As restaurants have been forced to shutter their windows, college students have been sent home, and elementary/high schools have closed for the foreseeable future, there has been a significant drop in the demand for fresh produce and dairy from local farms. Farmers have been forced to turn the surplus of produce and dairy into mulch, animal food, or attempt to refrigerate or freeze it so it lasts until it can be redistributed. Unfortunately, with the lack of delivery personnel and sudden decrease in air travel, the majority of food gets wasted. Dairy Farmers of America, the largest dairy producer in America, has been dumping as many as 3.7 million gallons of milk a day, and 750,000 good eggs have been smashed each day across the US. Recalibrating to a change in demand is a 4-9 month investment for farmers and cannot occur overnight. Even at the moment, many farms are optimistic that demand will return to normal levels 6-9 months from now, but if it does not the problem of food waste could continue long into the future.
The need for more produce and dairy is at an unprecedented high as food banks are struggling to provide for a new influx of people that are unable to earn an income during the pandemic. Prior to the pandemic, most food banks got their supplies from local grocery stores and restaurants that had extras but this is obviously no longer an option with grocery stores struggling to keep up with the increased demand and restaurants significantly decreasing their operations. Despite a surplus of produce and dairy at farms and a shortage of these products at food banks, a lack of connection between the two groups has prevented an efficient redistribution of food that benefits all parties.
What it does
Through Oasis, our team hopes to bridge the discrepancies in the supply chain among food distributors during the COVID-19 pandemic by developing a web app that connects farms, grocery stores, restaurants, and consumers with each other to distribute food to those most in need.
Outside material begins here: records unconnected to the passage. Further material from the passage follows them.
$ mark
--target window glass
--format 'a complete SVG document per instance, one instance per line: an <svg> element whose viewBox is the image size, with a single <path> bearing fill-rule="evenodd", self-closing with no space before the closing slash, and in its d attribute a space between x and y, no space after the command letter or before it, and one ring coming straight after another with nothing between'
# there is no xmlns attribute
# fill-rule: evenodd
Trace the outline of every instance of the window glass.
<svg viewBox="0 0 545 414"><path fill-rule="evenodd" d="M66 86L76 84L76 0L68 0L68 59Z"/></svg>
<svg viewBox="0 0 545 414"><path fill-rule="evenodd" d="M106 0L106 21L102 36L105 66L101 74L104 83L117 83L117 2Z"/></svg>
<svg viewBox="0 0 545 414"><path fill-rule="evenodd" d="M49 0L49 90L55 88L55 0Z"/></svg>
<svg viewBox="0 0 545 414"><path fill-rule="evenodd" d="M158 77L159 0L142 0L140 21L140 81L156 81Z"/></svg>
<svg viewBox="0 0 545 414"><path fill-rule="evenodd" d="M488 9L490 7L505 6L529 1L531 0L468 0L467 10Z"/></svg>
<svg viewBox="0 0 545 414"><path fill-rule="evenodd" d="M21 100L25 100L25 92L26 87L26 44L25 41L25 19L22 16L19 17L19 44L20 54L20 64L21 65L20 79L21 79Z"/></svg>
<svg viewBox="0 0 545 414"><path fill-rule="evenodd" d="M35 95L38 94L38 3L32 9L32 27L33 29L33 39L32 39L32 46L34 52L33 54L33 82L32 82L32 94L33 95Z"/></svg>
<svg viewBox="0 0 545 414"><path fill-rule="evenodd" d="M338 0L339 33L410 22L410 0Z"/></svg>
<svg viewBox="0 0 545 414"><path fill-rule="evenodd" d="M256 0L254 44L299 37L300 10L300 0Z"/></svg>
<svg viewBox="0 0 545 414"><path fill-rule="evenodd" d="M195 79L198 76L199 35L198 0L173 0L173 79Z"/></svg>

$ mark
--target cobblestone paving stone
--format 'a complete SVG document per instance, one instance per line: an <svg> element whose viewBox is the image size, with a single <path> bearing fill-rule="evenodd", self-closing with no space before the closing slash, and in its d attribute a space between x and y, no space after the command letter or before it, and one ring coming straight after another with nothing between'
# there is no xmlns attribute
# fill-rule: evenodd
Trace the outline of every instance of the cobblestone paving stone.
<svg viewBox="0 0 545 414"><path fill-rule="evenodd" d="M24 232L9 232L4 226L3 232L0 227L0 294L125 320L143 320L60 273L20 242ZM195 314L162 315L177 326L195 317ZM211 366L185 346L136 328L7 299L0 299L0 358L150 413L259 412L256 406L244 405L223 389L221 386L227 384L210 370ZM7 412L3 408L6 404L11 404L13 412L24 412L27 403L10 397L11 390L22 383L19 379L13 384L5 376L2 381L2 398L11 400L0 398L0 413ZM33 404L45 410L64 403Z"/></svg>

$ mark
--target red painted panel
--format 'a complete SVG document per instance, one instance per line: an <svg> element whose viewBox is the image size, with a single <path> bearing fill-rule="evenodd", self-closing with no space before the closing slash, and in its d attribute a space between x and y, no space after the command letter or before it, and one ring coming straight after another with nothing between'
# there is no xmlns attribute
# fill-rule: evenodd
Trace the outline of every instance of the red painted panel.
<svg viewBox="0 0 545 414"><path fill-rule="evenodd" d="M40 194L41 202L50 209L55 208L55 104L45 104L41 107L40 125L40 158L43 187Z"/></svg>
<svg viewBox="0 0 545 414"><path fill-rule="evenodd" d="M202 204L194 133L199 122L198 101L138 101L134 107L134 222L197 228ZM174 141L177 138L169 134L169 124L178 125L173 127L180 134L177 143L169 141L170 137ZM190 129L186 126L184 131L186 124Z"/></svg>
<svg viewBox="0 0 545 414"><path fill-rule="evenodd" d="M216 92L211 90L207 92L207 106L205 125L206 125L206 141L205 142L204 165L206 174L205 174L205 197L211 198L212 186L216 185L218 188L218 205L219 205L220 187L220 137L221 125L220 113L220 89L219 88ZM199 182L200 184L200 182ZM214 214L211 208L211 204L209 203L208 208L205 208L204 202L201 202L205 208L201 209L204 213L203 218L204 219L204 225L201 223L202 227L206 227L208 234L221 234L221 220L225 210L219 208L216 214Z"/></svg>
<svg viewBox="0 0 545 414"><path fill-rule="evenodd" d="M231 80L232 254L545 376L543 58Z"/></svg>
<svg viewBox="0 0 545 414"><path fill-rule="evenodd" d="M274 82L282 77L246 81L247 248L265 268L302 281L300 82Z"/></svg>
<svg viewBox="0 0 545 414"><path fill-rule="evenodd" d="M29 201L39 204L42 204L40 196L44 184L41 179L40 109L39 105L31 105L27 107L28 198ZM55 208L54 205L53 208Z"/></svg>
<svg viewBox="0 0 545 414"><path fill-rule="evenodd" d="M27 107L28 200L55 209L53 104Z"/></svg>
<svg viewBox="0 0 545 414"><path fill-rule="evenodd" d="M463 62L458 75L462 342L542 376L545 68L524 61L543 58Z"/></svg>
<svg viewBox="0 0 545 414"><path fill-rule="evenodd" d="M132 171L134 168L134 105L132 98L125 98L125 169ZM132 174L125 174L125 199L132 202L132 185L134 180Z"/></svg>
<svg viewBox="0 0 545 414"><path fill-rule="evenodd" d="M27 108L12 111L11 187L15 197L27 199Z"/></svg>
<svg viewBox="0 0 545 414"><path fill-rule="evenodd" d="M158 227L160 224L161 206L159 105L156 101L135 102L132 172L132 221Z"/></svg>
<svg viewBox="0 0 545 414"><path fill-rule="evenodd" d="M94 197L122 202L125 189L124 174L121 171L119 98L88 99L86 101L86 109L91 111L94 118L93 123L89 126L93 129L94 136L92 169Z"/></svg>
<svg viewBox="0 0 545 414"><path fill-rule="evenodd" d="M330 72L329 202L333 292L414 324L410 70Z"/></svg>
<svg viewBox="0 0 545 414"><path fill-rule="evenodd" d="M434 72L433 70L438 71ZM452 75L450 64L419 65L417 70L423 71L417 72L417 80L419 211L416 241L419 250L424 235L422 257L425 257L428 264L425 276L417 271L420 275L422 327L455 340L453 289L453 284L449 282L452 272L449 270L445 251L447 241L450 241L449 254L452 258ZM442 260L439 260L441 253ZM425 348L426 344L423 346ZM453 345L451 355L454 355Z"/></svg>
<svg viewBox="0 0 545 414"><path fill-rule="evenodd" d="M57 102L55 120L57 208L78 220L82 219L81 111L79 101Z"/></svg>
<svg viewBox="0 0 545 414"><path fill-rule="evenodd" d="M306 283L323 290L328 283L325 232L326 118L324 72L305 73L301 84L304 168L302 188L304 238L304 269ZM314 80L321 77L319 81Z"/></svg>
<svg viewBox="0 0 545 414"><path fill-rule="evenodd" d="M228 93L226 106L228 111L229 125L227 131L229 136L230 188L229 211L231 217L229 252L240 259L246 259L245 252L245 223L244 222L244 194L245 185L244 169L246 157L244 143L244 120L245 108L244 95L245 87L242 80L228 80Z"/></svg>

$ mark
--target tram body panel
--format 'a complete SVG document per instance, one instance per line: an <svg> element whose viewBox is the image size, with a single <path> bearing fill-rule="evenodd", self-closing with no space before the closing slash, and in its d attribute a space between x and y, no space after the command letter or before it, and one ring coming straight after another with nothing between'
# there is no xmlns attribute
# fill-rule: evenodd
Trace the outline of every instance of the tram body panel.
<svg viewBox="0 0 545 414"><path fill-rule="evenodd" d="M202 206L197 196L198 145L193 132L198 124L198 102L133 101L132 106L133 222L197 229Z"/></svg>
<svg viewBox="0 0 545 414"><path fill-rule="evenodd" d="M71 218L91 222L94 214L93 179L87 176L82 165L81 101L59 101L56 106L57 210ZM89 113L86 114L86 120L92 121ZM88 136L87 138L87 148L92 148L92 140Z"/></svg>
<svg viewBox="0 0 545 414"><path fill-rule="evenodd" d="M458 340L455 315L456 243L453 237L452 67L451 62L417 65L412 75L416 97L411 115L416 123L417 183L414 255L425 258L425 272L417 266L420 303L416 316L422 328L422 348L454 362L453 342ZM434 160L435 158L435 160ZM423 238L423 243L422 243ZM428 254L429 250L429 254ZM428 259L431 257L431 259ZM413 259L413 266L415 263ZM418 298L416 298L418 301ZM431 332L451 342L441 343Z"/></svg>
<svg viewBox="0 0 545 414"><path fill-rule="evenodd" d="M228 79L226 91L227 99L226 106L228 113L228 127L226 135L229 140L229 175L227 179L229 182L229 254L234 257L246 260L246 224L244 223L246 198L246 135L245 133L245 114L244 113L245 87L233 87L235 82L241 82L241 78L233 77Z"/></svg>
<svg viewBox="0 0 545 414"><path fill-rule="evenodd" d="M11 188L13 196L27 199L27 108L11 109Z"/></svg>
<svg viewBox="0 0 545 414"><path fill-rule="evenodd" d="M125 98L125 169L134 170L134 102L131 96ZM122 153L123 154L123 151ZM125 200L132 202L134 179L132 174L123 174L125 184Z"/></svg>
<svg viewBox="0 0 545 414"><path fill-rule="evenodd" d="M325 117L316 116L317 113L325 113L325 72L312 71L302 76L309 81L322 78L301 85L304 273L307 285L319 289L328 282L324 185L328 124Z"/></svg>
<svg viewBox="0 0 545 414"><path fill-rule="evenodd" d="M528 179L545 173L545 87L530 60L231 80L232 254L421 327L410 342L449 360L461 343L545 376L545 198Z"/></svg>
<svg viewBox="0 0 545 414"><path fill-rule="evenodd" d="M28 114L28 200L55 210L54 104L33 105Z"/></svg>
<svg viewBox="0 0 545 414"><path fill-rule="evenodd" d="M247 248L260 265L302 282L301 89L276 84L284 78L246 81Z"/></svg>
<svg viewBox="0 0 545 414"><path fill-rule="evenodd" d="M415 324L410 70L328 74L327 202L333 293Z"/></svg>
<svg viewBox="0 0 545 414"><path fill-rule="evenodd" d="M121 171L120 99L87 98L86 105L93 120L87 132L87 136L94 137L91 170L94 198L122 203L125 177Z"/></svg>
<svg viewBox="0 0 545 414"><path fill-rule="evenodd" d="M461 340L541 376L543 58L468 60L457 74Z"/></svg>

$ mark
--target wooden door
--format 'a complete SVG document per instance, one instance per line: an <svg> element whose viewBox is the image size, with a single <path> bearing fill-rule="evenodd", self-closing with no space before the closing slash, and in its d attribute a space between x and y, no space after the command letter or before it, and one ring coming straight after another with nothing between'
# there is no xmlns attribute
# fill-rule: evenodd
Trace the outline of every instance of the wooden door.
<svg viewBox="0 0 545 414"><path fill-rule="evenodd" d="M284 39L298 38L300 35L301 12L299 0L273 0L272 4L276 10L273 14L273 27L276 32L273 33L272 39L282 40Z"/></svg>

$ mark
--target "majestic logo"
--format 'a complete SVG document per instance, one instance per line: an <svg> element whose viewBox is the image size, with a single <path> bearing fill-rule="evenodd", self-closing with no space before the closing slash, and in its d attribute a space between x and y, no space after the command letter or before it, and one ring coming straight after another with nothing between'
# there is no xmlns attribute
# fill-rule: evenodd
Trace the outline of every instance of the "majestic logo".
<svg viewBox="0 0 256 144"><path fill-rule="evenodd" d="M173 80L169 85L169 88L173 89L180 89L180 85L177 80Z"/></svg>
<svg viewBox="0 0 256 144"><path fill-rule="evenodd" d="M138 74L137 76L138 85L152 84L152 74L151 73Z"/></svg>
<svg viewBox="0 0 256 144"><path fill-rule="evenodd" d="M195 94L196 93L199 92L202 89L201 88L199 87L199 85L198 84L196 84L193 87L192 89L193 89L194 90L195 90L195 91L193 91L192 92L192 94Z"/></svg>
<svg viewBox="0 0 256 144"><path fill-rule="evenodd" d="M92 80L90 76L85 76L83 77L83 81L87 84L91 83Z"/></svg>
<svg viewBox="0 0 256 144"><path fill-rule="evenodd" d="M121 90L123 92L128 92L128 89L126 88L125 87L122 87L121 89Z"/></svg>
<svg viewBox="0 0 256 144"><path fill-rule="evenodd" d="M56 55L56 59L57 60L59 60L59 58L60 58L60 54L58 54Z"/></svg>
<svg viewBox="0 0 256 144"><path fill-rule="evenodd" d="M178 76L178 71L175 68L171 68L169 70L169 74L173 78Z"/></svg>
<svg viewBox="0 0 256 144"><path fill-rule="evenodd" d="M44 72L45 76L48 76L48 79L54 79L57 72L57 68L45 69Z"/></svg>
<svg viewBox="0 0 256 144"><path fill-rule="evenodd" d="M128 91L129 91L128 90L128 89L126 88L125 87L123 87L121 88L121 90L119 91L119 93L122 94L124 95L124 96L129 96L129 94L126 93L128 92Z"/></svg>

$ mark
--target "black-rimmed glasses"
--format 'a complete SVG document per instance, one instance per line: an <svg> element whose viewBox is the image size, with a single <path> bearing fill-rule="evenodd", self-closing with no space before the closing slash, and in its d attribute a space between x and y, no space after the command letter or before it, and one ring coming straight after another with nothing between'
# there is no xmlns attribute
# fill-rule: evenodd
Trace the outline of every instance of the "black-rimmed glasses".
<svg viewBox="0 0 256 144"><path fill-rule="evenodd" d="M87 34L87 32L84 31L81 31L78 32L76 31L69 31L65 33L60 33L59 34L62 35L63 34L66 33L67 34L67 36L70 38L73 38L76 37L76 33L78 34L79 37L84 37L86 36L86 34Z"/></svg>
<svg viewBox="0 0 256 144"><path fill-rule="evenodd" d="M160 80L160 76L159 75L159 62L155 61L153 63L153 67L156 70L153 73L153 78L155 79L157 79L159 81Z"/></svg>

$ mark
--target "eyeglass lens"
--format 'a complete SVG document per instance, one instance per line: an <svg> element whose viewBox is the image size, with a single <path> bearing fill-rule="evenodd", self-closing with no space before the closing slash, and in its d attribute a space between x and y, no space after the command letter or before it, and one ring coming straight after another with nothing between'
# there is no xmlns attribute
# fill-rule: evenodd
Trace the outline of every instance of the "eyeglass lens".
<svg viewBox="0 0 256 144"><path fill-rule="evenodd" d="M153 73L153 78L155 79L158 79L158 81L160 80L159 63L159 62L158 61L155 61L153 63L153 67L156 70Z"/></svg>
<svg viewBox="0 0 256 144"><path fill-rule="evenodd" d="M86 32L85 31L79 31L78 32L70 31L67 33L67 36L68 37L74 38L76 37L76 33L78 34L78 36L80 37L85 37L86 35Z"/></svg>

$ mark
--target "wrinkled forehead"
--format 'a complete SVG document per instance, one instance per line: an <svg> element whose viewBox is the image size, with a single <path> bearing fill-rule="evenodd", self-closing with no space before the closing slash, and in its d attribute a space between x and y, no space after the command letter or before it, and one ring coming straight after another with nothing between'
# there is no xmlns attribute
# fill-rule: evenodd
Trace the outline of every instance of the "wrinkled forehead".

Users are directed to the home page of our website, which contains the map of nearby food banks, restaurants, and farms. Users can click on different organizations and businesses on the map to find their contact information.
Organizations can make an account on the website and would provide necessary info and contact info. To create an account, users can click on the “How Oasis Works,” icon to get instructions on how to create an account. Once members sign up, they can browse through a list of organizations on this site. There is also an online forum for organizations to communicate with one another and better navigate the website.
How I built it
We used Wix to develop the website and also other built in applications within the platform to incorporate a Google maps feature and online forum.
Challenges I ran into
We were hoping to connect the website to a domain name from Domain.com, but there were issues connecting the website with this domain name. The website builder we used could not support a .online/.tech domain so we had to use the Wix free website domain to house the site.
Accomplishments that I'm proud of
We created a platform that is easy to use and addresses a key issue that erupted from COVID-19.
What's next for Oasis
We'd love to expand our visualization map to enable users to search up different locations.